27.28 † (Conjecture and test, then prove.) For the complete graph $K_n$, conjecture a closed formula for the number of edges as a function of $n$ by computing it for $n = 1, 2, 3, 4, 5$ (do this by hand or with complete_graph(n).num_edges()). State your conjecture, then prove it from the definition of $K_n$. (This re-proves a fact from §27.1 — the point is to practice the conjecture-then-prove loop, Theme 4.)

27.29 (Conjecture and test, then prove or disprove.) Conjecture: "In every simple graph on $n \ge 2$ vertices, the number of vertices of even degree is at least one." Test it on several small graphs (try the path on 3 vertices, the triangle, the 4-cycle, and $K_4$). Do you find a counterexample? If the conjecture survives your tests, either prove it or explain why testing alone cannot settle it. (Hint: think about $K_4$ and about a single edge $K_2$.)

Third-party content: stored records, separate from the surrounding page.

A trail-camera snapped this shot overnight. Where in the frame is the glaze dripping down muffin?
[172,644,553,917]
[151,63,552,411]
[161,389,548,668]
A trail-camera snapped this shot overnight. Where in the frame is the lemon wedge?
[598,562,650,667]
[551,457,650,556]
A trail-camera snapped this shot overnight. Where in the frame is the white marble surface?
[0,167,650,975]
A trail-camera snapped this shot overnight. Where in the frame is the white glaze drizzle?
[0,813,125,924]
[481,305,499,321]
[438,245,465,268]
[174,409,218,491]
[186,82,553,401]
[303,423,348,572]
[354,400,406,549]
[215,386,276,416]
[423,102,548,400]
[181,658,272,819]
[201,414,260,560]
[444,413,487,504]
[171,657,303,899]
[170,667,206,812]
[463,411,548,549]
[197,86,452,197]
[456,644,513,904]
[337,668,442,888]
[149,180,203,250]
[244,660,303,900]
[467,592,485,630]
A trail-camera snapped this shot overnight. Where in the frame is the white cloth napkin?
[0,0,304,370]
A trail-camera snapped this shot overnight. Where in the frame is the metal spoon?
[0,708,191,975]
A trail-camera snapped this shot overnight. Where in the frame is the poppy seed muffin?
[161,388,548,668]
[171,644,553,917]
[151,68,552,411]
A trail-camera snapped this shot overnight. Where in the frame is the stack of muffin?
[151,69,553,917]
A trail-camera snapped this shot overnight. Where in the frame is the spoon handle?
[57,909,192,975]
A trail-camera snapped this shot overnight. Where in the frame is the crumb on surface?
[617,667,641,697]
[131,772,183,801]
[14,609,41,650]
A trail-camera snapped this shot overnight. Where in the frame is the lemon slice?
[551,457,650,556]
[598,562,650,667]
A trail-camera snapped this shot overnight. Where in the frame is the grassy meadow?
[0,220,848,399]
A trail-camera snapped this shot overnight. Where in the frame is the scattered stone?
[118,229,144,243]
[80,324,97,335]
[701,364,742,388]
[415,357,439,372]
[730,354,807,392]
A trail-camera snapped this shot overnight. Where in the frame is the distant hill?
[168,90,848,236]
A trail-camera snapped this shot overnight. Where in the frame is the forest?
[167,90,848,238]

27.30 † (Conjecture and test.) Two graphs have the same degree sequence $(2,2,2,2,2,2)$. Build two non-isomorphic graphs with this degree sequence — one connected, one not — and explain, using an invariant other than degree sequence, why they cannot be isomorphic. What does this exercise prove about the degree-sequence test (§27.5)?


Part G — Interleaved & Deep Dive

Mixing earlier chapters keeps them sharp.

27.31 † (Ch. 8 + 27.) An undirected edge was stored as a frozenset of two vertices. Using the language of Chapter 8, explain exactly which set-theoretic object an edge is, and contrast it with the ordered pair used for a directed edge. Then state the size of the set of all possible edges of a simple graph on $V$ with $\lvert V\rvert = n$, as a count of subsets.

27.32 (Ch. 12 + 27.) "Reachable by a path" is an equivalence relation on the vertices of an undirected graph. Name the three equivalence-relation properties (Chapter 12) and, for each, give the one-line graph reason it holds. What are the equivalence classes called?

27.33 † (Ch. 12 + 27.) A directed graph is a relation drawn as a digraph. For the relation $R = \{(1,2),(2,1),(2,3),(3,3)\}$ on $\{1,2,3\}$, draw its digraph (describe it), give each vertex's in-degree and out-degree, and state whether $R$ is symmetric. If $R$ were symmetric, what kind of graph could you draw instead of a digraph?

27.34 (Ch. 16 + 27.) Count the number of distinct simple graphs on a fixed labeled vertex set $\{1, 2, 3\}$ (vertices are distinguishable; count by which edges are present). (Hint: there are $\binom{3}{2}$ possible edges, and each is independently present or absent — a power-set count from Chapters 8 and 16.) Generalize to $n$ labeled vertices.

27.35 (Ch. 17 + 27, Deep Dive.) Use the pigeonhole principle to prove the claim of Exercise 27.14 rigorously: in any simple graph on $n \ge 2$ vertices, two vertices have the same degree. Be careful about the "degree 0 and degree $n-1$ cannot coexist" subtlety — explain why that is what makes the pigeonhole argument close.

27.36 (Deep Dive.) Deciding graph isomorphism in general has no known efficient algorithm, yet "try all $n!$ relabelings" is hopeless. (a) Compute (order of magnitude) how many relabelings $n!$ is for $n = 12$. (b) Explain, in one paragraph, how an invariant such as the sorted degree sequence lets real systems (e.g. molecule or circuit comparison) avoid most of that search, and why a matching invariant still is not a proof of isomorphism. Connect to Theme 3 (abstraction is the master tool).


Solutions to † and odd-numbered exercises are in appendices/answers-to-selected.md. For each proof, the rubric rewards: a precisely stated claim, correct use of the handshaking lemma or the relevant definition, an explicit invariant where isomorphism is involved, and a clean conclusion ending in $\blacksquare$.